More on Planning and Management

I have been working on Social Media Planning and Management models. This extends the model I proposed last June against a case study setting.

It occurred to me, after comments in on the Hobson and Holtz Report show 183, that I should make it available here to add to the debate proposed for show 184.

Thursday, October 19, 2006

Citizendium goes live

In a press release issued this week, Sanger, who is now on leave of absence from the Digital Universe Foundation announced the progress to a pilot project. "A major new encyclopedia project will soon attempt to unseat Wikipedia as the go-to destination for general information online. Like Wikipedia, the Citizendium (sit-ih-ZEN-dee-um), or "the Citizen's Compendium," will be a wiki project open to public collaboration. But, unlike Wikipedia, the community will be guided by expert editors, and contributors will be expected to use their own names, not anonymous pseudonyms. This week, the fledgling Citizendium Foundation will launch a six-week pilot project open to potential contributors by invitation (see http://www.citizendium.org/cfa.html)."

In an era when trust and recommendation make or mar content this could be a valuable tool for PR to use when providing background information.

Tayhoo to make money from Flickr or de.lic.io.us?
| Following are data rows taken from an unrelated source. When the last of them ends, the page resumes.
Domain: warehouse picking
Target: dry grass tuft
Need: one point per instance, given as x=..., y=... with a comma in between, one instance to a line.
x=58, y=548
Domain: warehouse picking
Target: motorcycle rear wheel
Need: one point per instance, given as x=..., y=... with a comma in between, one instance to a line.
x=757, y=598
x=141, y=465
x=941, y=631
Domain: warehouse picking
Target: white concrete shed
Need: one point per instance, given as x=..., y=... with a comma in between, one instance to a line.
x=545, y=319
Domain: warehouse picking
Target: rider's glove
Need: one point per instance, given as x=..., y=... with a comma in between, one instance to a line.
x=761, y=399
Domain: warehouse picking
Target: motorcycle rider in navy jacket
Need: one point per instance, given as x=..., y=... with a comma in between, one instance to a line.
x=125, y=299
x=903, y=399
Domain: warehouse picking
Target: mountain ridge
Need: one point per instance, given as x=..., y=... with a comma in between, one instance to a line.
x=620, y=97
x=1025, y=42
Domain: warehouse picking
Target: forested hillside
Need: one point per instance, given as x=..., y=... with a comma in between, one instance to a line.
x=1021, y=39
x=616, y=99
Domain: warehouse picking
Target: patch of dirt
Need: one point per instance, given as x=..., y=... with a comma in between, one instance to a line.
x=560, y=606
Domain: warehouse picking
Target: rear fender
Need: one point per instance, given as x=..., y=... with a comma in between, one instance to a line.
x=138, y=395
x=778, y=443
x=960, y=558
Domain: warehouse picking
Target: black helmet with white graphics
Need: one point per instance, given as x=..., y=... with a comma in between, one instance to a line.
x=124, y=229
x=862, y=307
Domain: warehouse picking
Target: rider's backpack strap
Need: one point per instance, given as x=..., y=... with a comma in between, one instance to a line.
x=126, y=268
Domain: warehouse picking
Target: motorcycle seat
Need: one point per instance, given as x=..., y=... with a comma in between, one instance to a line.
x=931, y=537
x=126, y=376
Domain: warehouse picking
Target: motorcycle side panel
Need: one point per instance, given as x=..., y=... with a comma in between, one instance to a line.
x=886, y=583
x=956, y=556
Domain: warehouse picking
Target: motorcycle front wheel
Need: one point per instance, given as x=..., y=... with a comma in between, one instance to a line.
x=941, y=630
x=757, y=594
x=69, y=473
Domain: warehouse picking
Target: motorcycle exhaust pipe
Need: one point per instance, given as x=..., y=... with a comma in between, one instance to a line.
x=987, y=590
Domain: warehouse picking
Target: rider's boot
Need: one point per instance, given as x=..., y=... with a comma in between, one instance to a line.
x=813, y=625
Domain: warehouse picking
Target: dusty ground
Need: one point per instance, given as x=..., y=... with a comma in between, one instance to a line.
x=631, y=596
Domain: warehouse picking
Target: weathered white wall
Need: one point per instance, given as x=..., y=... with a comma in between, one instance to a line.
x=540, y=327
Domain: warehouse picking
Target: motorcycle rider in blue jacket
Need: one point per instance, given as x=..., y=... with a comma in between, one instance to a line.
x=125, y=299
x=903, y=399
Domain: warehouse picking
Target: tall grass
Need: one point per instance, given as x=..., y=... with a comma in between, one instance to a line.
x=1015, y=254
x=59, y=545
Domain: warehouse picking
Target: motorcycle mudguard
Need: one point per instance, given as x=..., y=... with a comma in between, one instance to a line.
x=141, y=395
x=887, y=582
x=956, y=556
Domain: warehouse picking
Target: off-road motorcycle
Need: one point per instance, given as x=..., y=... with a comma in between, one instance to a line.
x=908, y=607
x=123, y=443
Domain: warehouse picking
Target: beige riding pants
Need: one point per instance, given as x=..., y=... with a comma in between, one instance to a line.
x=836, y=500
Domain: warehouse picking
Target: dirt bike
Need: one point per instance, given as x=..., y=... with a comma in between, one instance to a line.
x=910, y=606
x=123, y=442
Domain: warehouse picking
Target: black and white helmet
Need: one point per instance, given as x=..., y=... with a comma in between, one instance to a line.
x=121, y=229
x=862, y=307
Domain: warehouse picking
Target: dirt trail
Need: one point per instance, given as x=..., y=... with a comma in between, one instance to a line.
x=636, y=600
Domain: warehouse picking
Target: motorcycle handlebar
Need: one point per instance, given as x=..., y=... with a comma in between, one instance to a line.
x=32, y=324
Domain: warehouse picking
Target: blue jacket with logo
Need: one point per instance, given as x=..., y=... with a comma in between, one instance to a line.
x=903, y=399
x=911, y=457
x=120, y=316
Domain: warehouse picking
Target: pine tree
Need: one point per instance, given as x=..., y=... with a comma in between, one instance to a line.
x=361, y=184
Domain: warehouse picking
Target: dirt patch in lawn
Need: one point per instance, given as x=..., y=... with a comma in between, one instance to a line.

Via Always on we find Thomas Hawk writes "One of the most interesting things to come out of Yahoo's earnings call with analysts yesterday was a statement by Yahoo's COO, Daniel L. Rosenweig on Yahoo's plans to 'monetize' their various social network properties. Flickr was mentioned five times on the conference call and their de.lic.io.us property was as well, after neither were mentioned in last quarter's call. Rosenweig characterized these services as being largely unmonetized and talked about leveraging these "assets" and targeting and profiling a large growing registered audience base.

Using a wiki for campaigning

The 23 academics who wrote to Parliament outlining their concerns about the progress of the National Programme for IT have set up a wiki to track media reports and act as a resource for NHS IT, reports e-health insider.
The NHS 23 wiki, available at http://editthis.info/nhs_it_info/,
features links to articles tracking problems with various suppliers and coverage
of the academics' open letter and the agreed statement. It was developed over
the past few months as a resource and reference tool for those interested in the
progress of National Programme for IT (NPfIT).

This is a interesting application of social media for campaigning PR.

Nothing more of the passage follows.